Troubleshooting guidance for the Azure Monitor agent on Linux virtual machines and scale sets

Overview for Azure Monitor agent

Before you read further, you must be familiar with Azure Monitor agent and Data Collection Rules.

Terminology

Name Acronym Description
Azure Monitor Agent AMA The new Azure Monitor agent
Data Collection Rules DCR Rules to configure collection of data by the agent, i.e. what to collect, where to send to, and more
Azure Monitor Configuration Service AMCS Regional service hosted in Azure, which controls data collection for this agent and other parts of Azure Monitor. The agent calls into this service to fetch DCRs.
Logs endpoint -- Endpoint for sending data to Log Analytics workspaces
Metrics endpoint -- Endpoint for sending data to Azure Monitor Metrics databases.
Instance Metadata Service and Hybrid IMDS and HIMDS Services hosted in Azure which provide information about currently running virtual machines, scale sets (via IMDS) and Arc-enabled servers (via HIMDS) respectively
Log Analytics workspace LAW The destination in Azure Monitor that you can send logs collected by the agent to
Custom Metrics -- The destination in Azure Monitor that you can send guest metrics collected by the agent to

Basic troubleshooting steps

Follow the steps below to troubleshoot the latest version of the Azure Monitor agent running on your Linux virtual machine:

  1. Carefully review the prerequisites here.

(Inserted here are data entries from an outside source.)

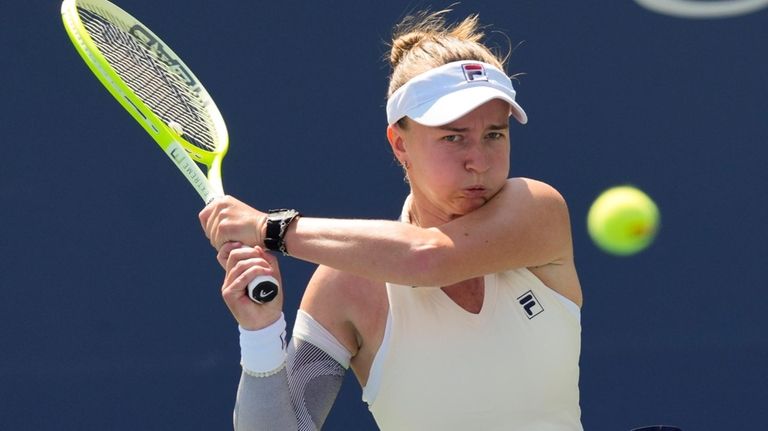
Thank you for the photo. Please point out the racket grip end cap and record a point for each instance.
(263, 289)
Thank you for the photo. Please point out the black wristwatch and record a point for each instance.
(277, 224)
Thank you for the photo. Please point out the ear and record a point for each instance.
(397, 141)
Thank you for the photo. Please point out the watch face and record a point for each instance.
(281, 214)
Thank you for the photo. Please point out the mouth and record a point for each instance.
(475, 191)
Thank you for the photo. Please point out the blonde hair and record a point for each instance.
(424, 41)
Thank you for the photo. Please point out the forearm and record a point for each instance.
(296, 395)
(264, 403)
(375, 249)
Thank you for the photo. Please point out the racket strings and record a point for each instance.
(171, 94)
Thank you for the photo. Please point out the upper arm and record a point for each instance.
(526, 224)
(331, 298)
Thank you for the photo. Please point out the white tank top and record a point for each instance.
(513, 366)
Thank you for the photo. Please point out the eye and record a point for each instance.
(451, 138)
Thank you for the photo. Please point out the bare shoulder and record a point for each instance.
(560, 274)
(348, 306)
(527, 189)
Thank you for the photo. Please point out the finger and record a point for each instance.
(236, 268)
(223, 254)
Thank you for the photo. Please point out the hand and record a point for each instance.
(243, 264)
(227, 219)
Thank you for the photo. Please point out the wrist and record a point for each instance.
(277, 224)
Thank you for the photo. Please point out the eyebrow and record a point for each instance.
(464, 129)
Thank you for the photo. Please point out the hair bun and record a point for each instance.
(403, 44)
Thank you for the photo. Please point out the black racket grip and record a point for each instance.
(263, 289)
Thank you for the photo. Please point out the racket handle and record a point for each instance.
(263, 289)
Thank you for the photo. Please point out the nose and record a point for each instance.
(477, 158)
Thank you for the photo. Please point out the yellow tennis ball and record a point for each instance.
(623, 220)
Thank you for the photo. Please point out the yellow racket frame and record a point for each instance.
(183, 153)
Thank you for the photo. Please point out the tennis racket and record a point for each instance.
(160, 92)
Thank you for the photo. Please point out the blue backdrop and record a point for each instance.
(110, 315)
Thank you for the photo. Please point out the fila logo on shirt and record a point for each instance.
(474, 72)
(530, 304)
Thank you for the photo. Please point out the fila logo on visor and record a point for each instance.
(474, 72)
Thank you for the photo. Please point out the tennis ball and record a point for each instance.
(623, 220)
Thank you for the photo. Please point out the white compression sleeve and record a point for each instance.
(296, 397)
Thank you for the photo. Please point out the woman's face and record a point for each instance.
(456, 168)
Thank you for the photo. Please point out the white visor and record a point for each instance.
(447, 93)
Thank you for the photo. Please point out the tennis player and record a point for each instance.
(464, 314)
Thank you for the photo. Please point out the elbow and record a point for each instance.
(428, 263)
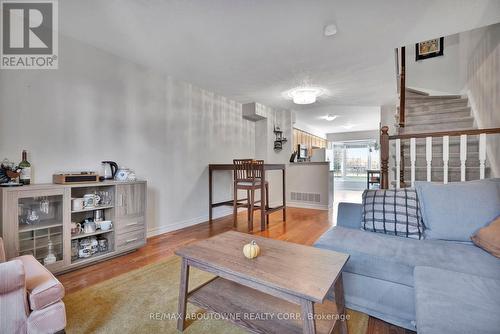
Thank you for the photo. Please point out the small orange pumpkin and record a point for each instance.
(251, 250)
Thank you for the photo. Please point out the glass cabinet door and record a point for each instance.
(40, 227)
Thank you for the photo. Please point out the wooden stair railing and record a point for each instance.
(385, 140)
(402, 88)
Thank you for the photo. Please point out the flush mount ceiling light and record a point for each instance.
(305, 95)
(330, 117)
(330, 30)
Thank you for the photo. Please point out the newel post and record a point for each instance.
(384, 157)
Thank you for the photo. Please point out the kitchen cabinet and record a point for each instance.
(36, 217)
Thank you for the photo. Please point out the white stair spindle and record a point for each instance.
(413, 158)
(398, 163)
(428, 156)
(446, 157)
(482, 155)
(463, 156)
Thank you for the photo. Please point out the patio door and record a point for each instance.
(351, 160)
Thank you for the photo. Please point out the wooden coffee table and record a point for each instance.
(281, 291)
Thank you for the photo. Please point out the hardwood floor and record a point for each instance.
(303, 226)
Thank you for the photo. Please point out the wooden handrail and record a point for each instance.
(402, 89)
(385, 139)
(470, 132)
(384, 157)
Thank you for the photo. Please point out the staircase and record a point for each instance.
(426, 113)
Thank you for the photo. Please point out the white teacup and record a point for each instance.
(77, 204)
(106, 225)
(91, 200)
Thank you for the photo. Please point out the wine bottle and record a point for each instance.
(25, 166)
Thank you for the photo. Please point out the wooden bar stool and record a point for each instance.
(248, 176)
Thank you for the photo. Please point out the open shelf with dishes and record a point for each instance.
(92, 216)
(66, 226)
(40, 227)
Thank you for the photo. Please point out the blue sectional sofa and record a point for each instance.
(432, 286)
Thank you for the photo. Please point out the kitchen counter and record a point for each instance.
(309, 185)
(309, 163)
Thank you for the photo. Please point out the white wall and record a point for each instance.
(480, 63)
(264, 148)
(98, 106)
(438, 75)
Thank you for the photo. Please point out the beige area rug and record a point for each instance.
(142, 301)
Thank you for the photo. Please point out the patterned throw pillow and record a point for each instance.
(393, 211)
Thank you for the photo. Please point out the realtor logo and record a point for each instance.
(29, 34)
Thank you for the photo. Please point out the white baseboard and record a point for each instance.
(218, 213)
(306, 205)
(222, 212)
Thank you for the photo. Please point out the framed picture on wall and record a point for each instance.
(429, 49)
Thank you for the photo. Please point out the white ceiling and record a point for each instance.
(251, 50)
(349, 118)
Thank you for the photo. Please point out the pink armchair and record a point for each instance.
(30, 297)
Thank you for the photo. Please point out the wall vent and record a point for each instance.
(305, 197)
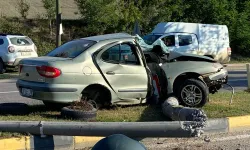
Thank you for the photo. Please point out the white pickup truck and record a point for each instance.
(201, 39)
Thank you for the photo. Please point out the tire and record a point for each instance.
(190, 89)
(79, 115)
(52, 105)
(99, 96)
(2, 67)
(14, 109)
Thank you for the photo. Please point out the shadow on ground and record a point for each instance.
(153, 113)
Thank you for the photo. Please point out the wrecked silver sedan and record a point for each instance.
(190, 77)
(112, 69)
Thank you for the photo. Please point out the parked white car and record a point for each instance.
(201, 39)
(13, 48)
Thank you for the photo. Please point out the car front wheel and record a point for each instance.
(193, 93)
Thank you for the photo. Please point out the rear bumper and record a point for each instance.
(59, 93)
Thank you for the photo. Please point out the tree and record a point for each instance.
(50, 6)
(23, 8)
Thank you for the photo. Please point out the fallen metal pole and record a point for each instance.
(131, 129)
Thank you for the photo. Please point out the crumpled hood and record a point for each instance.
(175, 55)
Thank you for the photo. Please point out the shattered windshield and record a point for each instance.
(151, 38)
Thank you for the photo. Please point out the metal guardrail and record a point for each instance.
(131, 129)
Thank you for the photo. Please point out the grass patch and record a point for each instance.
(216, 108)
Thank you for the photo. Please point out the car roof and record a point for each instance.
(16, 34)
(108, 37)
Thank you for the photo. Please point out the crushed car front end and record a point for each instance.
(215, 80)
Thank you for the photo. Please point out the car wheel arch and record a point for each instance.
(184, 76)
(99, 87)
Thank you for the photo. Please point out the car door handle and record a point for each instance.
(110, 73)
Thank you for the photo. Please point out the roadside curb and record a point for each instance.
(13, 80)
(220, 125)
(236, 65)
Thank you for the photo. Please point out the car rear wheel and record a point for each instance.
(2, 67)
(99, 96)
(193, 93)
(53, 105)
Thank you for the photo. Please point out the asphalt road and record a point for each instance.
(227, 141)
(9, 93)
(237, 77)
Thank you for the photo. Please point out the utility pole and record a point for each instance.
(58, 23)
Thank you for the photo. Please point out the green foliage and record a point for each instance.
(23, 8)
(50, 7)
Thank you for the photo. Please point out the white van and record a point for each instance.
(202, 39)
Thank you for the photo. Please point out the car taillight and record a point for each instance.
(48, 72)
(11, 49)
(35, 48)
(20, 68)
(229, 51)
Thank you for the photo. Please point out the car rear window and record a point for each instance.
(150, 39)
(21, 41)
(71, 49)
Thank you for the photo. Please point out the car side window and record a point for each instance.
(112, 55)
(1, 41)
(185, 40)
(129, 55)
(169, 40)
(122, 53)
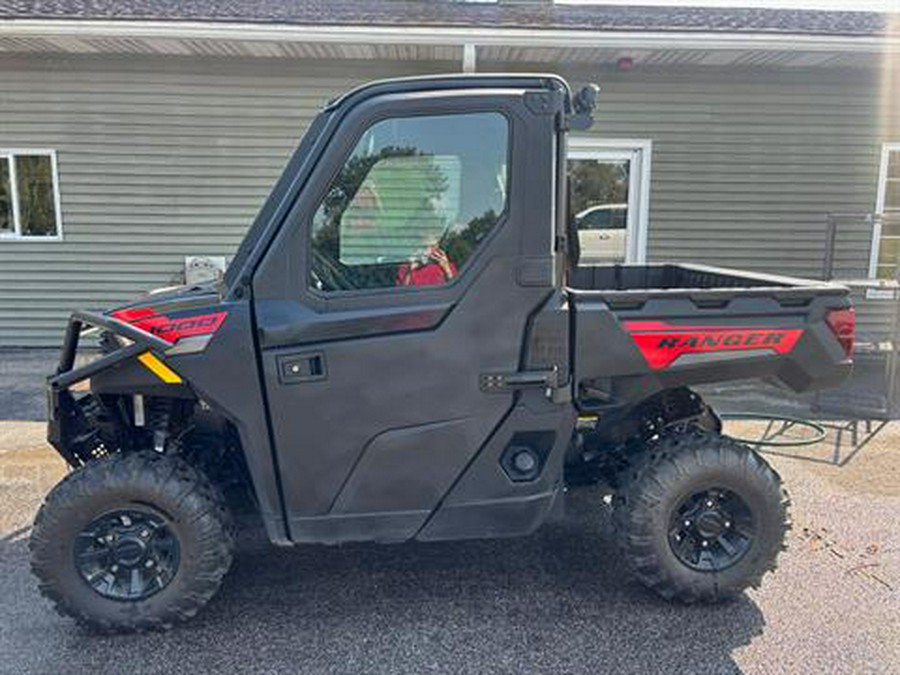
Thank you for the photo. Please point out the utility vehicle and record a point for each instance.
(404, 347)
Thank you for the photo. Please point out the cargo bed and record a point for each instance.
(646, 327)
(622, 285)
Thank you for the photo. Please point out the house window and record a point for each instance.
(886, 247)
(29, 195)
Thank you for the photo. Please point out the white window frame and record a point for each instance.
(880, 198)
(639, 152)
(8, 155)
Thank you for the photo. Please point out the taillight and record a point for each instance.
(842, 323)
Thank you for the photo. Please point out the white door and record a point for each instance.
(609, 182)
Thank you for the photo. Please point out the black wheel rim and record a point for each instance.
(128, 554)
(711, 530)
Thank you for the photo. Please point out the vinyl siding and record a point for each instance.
(165, 157)
(158, 159)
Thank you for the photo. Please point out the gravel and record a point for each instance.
(557, 601)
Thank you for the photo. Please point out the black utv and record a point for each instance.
(405, 347)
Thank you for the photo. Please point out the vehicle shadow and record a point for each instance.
(558, 601)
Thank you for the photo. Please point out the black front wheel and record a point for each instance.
(702, 518)
(132, 542)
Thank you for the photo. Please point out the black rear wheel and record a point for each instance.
(702, 518)
(131, 543)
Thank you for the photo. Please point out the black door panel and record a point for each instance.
(369, 446)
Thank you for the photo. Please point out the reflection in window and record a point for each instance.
(27, 196)
(889, 241)
(412, 203)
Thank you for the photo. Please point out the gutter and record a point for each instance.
(443, 35)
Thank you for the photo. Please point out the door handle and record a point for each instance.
(305, 367)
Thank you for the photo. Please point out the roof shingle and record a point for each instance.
(540, 15)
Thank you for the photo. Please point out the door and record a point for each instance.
(608, 191)
(415, 256)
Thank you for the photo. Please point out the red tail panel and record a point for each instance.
(662, 343)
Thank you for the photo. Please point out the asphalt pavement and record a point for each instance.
(558, 601)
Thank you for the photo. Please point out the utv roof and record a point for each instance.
(447, 82)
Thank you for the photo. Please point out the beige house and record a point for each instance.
(136, 134)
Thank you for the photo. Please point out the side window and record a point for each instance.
(412, 203)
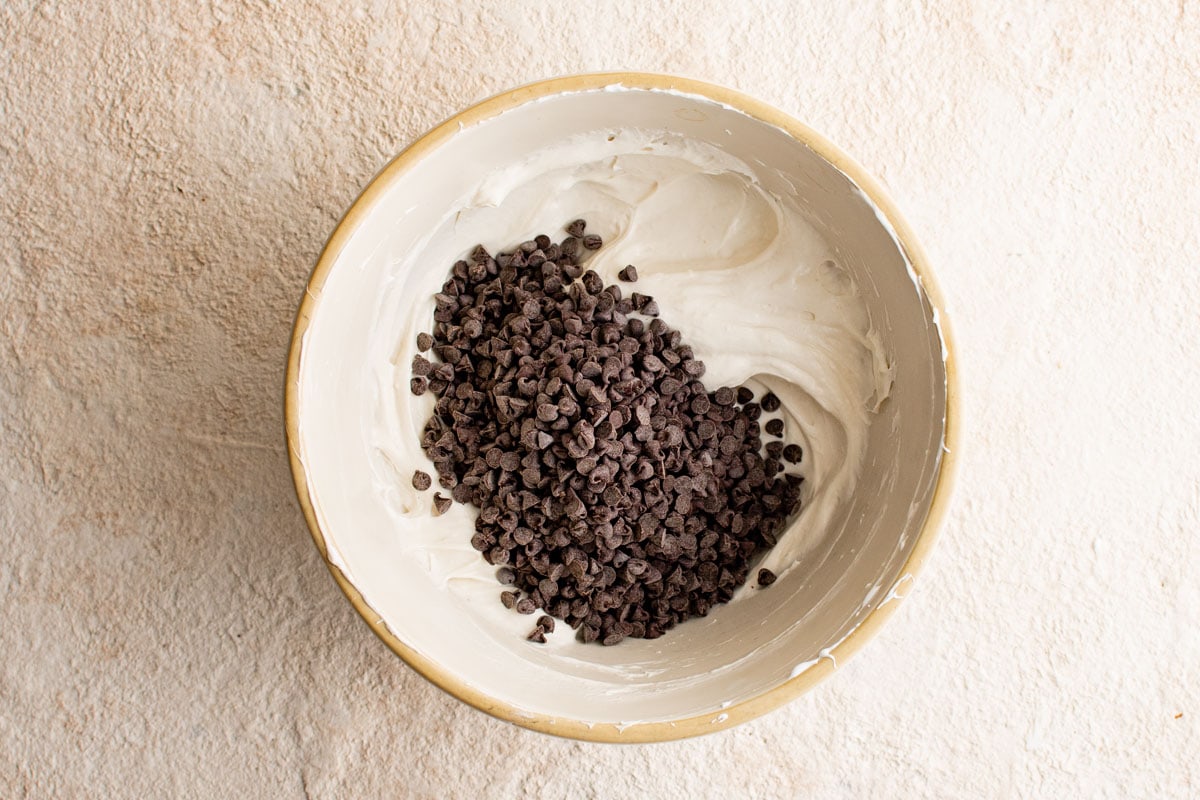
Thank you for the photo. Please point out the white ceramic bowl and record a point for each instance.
(742, 661)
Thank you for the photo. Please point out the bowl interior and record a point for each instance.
(705, 666)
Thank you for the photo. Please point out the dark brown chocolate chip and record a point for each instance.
(613, 491)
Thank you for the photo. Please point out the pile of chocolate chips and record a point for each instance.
(615, 491)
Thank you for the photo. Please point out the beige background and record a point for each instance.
(169, 173)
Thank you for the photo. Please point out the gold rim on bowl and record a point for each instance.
(769, 699)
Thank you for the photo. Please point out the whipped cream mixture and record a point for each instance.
(749, 283)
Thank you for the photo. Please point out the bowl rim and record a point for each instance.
(741, 711)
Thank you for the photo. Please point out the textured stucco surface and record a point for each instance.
(169, 173)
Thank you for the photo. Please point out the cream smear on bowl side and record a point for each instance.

  2. Verify that the extension was successfully installed and provisioned, which installs the agent binaries on your machine:

    1. Open Azure portal > select your virtual machine > Open Settings : Extensions + applications from the pane on the left > 'AzureMonitorLinuxAgent'should show up with Status: 'Provisioning succeeded'
    2. If you don't see the extension listed, check if machine can reach Azure and find the extension to install using the command below:
      az vm extension image list-versions --location <machine-region> --name AzureMonitorLinuxAgent --publisher Microsoft.Azure.Monitor
      
    3. Wait for 10-15 minutes as extension maybe in transitioning status. If it still doesn't show up as above, uninstall and install the extension again.
    4. Check if you see any errors in extension logs located at /var/log/azure/Microsoft.Azure.Monitor.AzureMonitorLinuxAgent/ on your machine
  3. Verify that the agent is running:

    1. Check if the agent is emitting heartbeat logs to Log Analytics workspace using the query below. Skip if 'Custom Metrics' is the only destination in the DCR:
      Heartbeat | where Category == "Azure Monitor Agent" and Computer == "<computer-name>" | take 10
      
    2. Check if the agent service is running
      systemctl status azuremonitoragent
      
    3. Check if you see any errors in core agent logs located at /var/opt/microsoft/azuremonitoragent/log/mdsd.* on your machine
  4. Verify that the DCR exists and is associated with the virtual machine:

    1. If using Log Analytics workspace as destination, verify that DCR exists in the same physical region as the Log Analytics workspace.
    2. Open Azure portal > select your data collection rule > Open Configuration : Resources from the pane on the left > You should see the virtual machine listed here.
    3. If not listed, click 'Add' and select your virtual machine from the resource picker. Repeat across all DCRs.
  5. Verify that agent was able to download the associated DCR(s) from AMCS service:

    1. Check if you see the latest DCR downloaded at this location /etc/opt/microsoft/azuremonitoragent/config-cache/configchunks/

Issues collecting Syslog

For more information on how to troubleshoot syslog issues with Azure Monitor Agent, see here.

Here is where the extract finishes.